The next day, I loaded up the scaffolding to return to the other building. I loaded them myself because Gonzalez was a no-call, no-show. Cementhead was there, but he wouldn’t help me. He explained he had one heart attack already behind him, and he wasn’t in a hurry to have another. So I loaded up in more than twice the time it would usually take and when I finished he nodded and said that we were already late. I sat in the front and he sped off.

In the truck, Cementhead got a call from the boss, which he put on the stereo Bluetooth.

“Jonathan,” the boss said, that was Cementhead’s real name. I’d never heard anyone call Cementhead by his real name before.

“What is it Boss?” he asked.

“I got a call from Gonzalez’s dad at the hospital,” he said. “Kid fell on that damn bike.”

“He alright?” Cementhead asked brusquely.

“I didn’t get all the details… But no,” he said, taking a long time to answer. “I don’t think he is.”

Cementhead was quiet for a moment. Then he thanked the boss for letting him know, and hung up.

The nice thing about the work is the repetitive nature of it, how it allows your critical faculties to rest, and frees them to think idly. We finished unloading the scaffolding in silence. I unloaded everything once again: the picks first, then the rails, the bars, the supports, the feet, the jacks, the wheels, the pins—I did it all slowly and methodically. I was thinking about Gonzalez, hooked up to machines inside one of the university hospitals. About how Cementhead chose to return to work after retiring. I imagined him reflecting on himself honestly and making a decision. I thought about how the boss keeps Cementhead around despite him having long outlived his usefulness. I thought about the crackhead, Cementhead’s bent mirror, and how he opened the window to straighten it out as we drove off. I saw Indians crawling onto a warm black highway under a slab of moon.

When I finished unloading his truck, Cementhead began to express to me some of his theses on life and how it ought to be lived. He went on and on, trying to explain to me, it seemed, everything he had learned in his life.
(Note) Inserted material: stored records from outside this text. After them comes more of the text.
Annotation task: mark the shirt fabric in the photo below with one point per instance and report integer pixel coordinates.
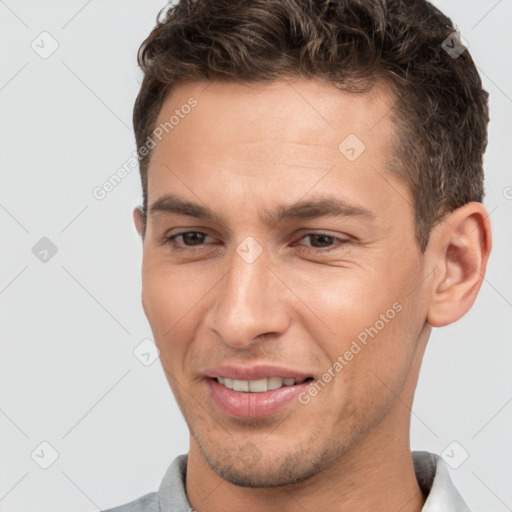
(431, 472)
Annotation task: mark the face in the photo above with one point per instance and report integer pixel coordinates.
(298, 261)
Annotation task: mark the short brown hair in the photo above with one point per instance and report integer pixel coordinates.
(440, 108)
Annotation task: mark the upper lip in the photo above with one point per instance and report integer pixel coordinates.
(254, 372)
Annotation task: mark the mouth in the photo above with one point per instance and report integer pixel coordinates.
(258, 398)
(259, 385)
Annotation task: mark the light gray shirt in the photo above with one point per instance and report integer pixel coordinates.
(431, 472)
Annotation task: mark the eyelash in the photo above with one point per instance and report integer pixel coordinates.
(171, 241)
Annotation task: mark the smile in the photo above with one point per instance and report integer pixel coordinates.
(259, 385)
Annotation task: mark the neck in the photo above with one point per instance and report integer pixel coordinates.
(376, 474)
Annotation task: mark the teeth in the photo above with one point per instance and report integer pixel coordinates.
(257, 386)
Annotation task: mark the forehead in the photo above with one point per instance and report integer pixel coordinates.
(272, 140)
(310, 109)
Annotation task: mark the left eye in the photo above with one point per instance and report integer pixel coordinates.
(186, 236)
(323, 239)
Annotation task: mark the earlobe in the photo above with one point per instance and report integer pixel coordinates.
(462, 245)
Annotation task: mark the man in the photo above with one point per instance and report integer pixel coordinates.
(312, 207)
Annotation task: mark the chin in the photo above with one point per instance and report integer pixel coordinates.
(249, 467)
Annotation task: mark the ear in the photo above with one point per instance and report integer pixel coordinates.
(138, 221)
(461, 244)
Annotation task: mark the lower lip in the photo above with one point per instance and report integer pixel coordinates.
(253, 405)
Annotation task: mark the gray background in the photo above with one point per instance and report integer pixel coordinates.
(69, 325)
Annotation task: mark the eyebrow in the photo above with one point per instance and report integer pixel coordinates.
(325, 206)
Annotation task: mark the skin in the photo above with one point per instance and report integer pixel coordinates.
(244, 150)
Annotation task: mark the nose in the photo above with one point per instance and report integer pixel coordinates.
(250, 303)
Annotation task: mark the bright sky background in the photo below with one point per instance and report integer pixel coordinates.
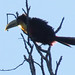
(12, 48)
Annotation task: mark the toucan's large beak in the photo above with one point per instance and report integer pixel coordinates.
(11, 24)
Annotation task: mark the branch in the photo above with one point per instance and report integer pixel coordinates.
(58, 64)
(13, 68)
Something else about Cementhead is that he has no kids, no wife. For eight hours a day he has Gonzalez and me. Now he just has me, and I never say a word. I wanted to listen to what he said closely, but I was distracted by the idea that once you imagine someone’s demise it has already happened, just as when you leave work Friday and make the mistake of imagining yourself Sunday night, setting your alarm and lying down to sleep, your weekend has already ended. I saw Gonzalez yesterday, leaving Ceres on his bike. I saw Cementhead today. I see myself.
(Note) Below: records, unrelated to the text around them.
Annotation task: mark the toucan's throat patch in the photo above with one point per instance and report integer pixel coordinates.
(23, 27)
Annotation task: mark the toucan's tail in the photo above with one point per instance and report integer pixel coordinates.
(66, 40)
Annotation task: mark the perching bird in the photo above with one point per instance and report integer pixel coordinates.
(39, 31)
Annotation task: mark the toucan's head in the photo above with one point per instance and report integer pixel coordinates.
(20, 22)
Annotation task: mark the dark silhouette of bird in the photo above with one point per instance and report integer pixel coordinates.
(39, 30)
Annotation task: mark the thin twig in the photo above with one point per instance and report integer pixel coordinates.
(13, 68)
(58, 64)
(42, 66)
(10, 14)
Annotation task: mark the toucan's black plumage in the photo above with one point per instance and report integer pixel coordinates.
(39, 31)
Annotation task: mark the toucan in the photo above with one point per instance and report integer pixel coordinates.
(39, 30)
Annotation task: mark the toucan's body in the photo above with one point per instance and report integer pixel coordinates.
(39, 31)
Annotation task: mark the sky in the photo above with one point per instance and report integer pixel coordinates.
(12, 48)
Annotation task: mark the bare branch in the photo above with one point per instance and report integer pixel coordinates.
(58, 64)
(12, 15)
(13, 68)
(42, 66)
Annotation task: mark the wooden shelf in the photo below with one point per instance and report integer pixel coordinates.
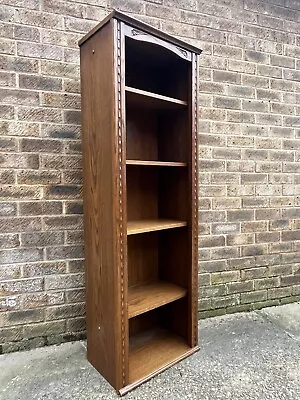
(150, 225)
(156, 163)
(144, 98)
(143, 298)
(158, 347)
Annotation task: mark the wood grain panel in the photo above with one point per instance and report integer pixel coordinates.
(142, 226)
(98, 131)
(143, 298)
(159, 347)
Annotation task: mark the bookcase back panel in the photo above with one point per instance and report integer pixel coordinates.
(174, 256)
(142, 258)
(153, 68)
(141, 132)
(173, 131)
(142, 193)
(156, 135)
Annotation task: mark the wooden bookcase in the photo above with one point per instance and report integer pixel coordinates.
(139, 120)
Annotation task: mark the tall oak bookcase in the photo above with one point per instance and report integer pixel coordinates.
(139, 134)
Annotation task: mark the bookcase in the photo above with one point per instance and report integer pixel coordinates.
(139, 135)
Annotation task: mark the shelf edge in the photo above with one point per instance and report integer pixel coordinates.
(156, 96)
(159, 228)
(133, 385)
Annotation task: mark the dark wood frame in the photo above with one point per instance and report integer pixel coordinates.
(105, 210)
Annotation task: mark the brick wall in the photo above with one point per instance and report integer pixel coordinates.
(249, 150)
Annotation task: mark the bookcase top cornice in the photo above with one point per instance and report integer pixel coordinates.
(135, 23)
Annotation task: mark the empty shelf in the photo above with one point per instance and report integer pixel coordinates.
(149, 225)
(144, 98)
(156, 163)
(143, 298)
(154, 350)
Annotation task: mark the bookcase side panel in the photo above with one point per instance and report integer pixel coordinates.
(193, 190)
(98, 133)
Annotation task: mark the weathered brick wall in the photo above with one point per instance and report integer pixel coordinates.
(249, 151)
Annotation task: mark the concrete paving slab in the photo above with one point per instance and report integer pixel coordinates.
(287, 317)
(242, 356)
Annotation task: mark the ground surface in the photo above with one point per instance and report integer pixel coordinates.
(243, 356)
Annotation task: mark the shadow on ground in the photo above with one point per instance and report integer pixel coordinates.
(243, 356)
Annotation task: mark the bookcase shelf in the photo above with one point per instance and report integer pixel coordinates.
(142, 226)
(142, 98)
(139, 136)
(146, 297)
(156, 163)
(159, 347)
Then all that Cementhead has been saying condenses. Life is painful. But never more than you can handle, he assures me. Though sometimes it feels like much, much more.

And I feel like I should say something back. I remember that Jacques Derrida wrote we should always be preparing to eulogize our friends. What do we do for everybody else?
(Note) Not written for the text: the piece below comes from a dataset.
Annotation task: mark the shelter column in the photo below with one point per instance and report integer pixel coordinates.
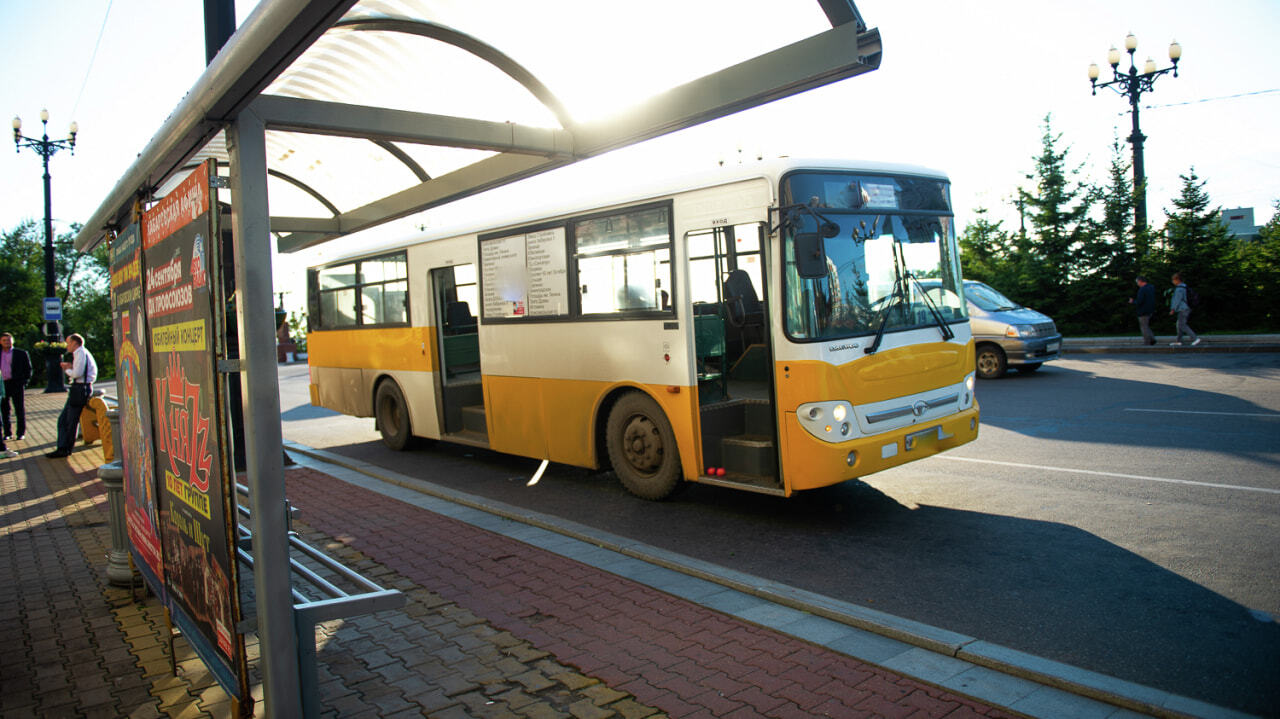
(263, 438)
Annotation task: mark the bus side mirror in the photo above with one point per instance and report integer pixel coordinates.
(810, 255)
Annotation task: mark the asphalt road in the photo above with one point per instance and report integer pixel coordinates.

Cementhead is standing there, his red face a wasteland of spent emotion.

“You aren’t much of a talker, are you?” he asks me.

“No,” I say. “I’m sorry.”

And I am sorry. I wish I had more to say. It’s just that there’s so much to listen to, and so much more to think about. Maybe it’s better to get along in silence, preparing. For what? Preparing, maybe, to write this. At this moment I know I want to write about what Cementhead is saying to me, it has the right gravity. I can’t tell him that. I know it’s no consolation for him, though it is for me.

“You alright?” he asks.

I’m about to say I’m fine, but I see that he’s pointing at my leg. I look down and there’s blood dripping over my boot. I have reopened the cut from yesterday.

“Let’s take you back to the lock-up, get that cleaned and wrapped,” he says to me curtly. “Then you can go home. We’ll do this tomorrow.”

In the truck with Cementhead I feel safe. Looking out the window now the world seems docile and manageable, even though I know it is not. My mind wanders. I imagine myself leaving work, packing my tools, boarding the bus, whiling away another afternoon alone in my apartment, setting my alarm, going to sleep. I imagine it all and suddenly I’m there doing it. Over and over again. Trying to find an ending.